In yesterday’s European trading session, the Euro lost versus the Great British pound as exports slowed down in July, increasing chances for a cut in interest rates by the European Central Bank before this year closes. Yesterday, the export data showed a contraction of 0.2 percent in the second quarter on a year-on-year basis, reflecting the increasing risks of the Euro Zone sliding into recession in the third quarter.
According to Howard Archer, Economist at IHS Global Insight, “the sharply increased Euro Zone traded goods surplus for July masks some worrying developments.” He then added that increasing concerns over a slower global growth due to the appreciable drop in Euro Zone exports in July is weighing down on foreign demand for the Euro Zone.
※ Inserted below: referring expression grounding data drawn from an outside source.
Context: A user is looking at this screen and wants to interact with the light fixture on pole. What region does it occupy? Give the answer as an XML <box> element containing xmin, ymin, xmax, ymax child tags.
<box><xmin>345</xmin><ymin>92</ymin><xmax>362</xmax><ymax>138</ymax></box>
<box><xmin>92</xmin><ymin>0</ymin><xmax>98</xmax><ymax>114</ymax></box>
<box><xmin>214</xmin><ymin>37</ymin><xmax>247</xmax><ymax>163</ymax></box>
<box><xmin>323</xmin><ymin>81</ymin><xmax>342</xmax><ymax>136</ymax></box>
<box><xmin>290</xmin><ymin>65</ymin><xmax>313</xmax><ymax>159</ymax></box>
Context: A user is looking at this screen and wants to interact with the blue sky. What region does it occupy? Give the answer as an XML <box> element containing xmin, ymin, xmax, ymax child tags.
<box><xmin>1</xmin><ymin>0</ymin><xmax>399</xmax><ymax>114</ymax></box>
Thus, the ECB is likely to cut interest rates to 0.50 percent in the fourth quarter with such move highly possible in October.
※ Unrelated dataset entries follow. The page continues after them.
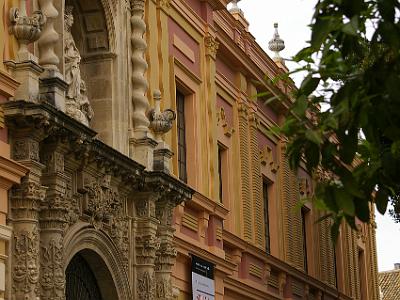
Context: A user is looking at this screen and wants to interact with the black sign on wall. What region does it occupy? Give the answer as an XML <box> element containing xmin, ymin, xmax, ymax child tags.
<box><xmin>191</xmin><ymin>255</ymin><xmax>214</xmax><ymax>280</ymax></box>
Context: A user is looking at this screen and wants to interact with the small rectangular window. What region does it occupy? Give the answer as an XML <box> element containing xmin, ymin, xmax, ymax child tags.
<box><xmin>217</xmin><ymin>145</ymin><xmax>227</xmax><ymax>203</ymax></box>
<box><xmin>176</xmin><ymin>90</ymin><xmax>187</xmax><ymax>183</ymax></box>
<box><xmin>263</xmin><ymin>180</ymin><xmax>271</xmax><ymax>254</ymax></box>
<box><xmin>301</xmin><ymin>206</ymin><xmax>309</xmax><ymax>273</ymax></box>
Today the German ZEW Economic Sentiment for September is slated for release and is expected to improve to -19.2 points, after its decline to -25.5 points in August. However, considering that confidence still remains in the negative region which reflects investors’ pessimism, the single currency is likely to weaken. Adding to this, recent polls show that most Germans are against the Euro, and French support for the shared currency is deteriorating. According to a poll published by German newspaper Die Welt, and as reported in Reuters, 65 percent of Germans think that they would be better off without the Euro, while 49 percent of the Germans believe that their country would be better off if it was not part of the European Union. In France, a poll published by French Daily Le Figaro showed that 65 percent opposed ditching the Euro, while 64 percent would reject the Maastricht treaty that led to the creation of the Euro, if they had to vote on it. With confidence towards the Euro Zone already deteriorating, the shared currency is expected to drop versus the Pound, making sell a viable position in today’s European exchanges.